Why bother? There was just too much traffic. They would monitor it; they wouldn't stop it. No. The story about the device was real. At least the Americans thought so. But why so much fuss? Thirty years old, the machine could not have had much practical application. Thirty years ago, there hadn't been lie detectors, bio-feedback machines, sodium pentothal. A whole trip sneaking into America wasted for just a nonsense device. Spesk almost laughed. For what? To look into people's heads and see what went on? Usually it was just disconnected gibberish.
Outside, Nathan slept in the back seat of the car. American traffic was inordinately heavy outside the restaurant. No. It was normal. Spesk was judging it by Moscow standards where there were few cars. Spesk was bothered.
The CIA man, Joe, had had a night off. His operation had started only ten days before. This wasn't a night off. CIA tours went on for a minimum of twenty days and, as often as not, until a mission was completed.
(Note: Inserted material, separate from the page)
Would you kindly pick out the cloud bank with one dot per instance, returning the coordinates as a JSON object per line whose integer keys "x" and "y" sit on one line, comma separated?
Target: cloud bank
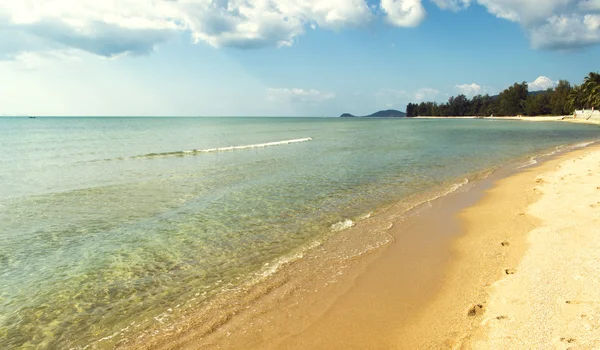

Joe had a night off because the mission was over. The Americans had not found what they were looking for and they were just pulling out the CIA.
Spesk would have to look for himself.
Spesk did not often worry but tonight he was worried. He woke up Nathan and gave him his gun.
"Nathan, I am giving you the gun. Do not shoot it at anyone just yet because you will have to use it soon enough. I do not want us hiding the gun because you shoot some stranger, when you may have to use it to save our lives very soon."
"Just one, now?" asked Nathan.
"None, now," said Spesk.
As he thought, he drove his large smooth American car into the area that had been sealed off by yellow painted roadblocks. The roadblocks were gone now.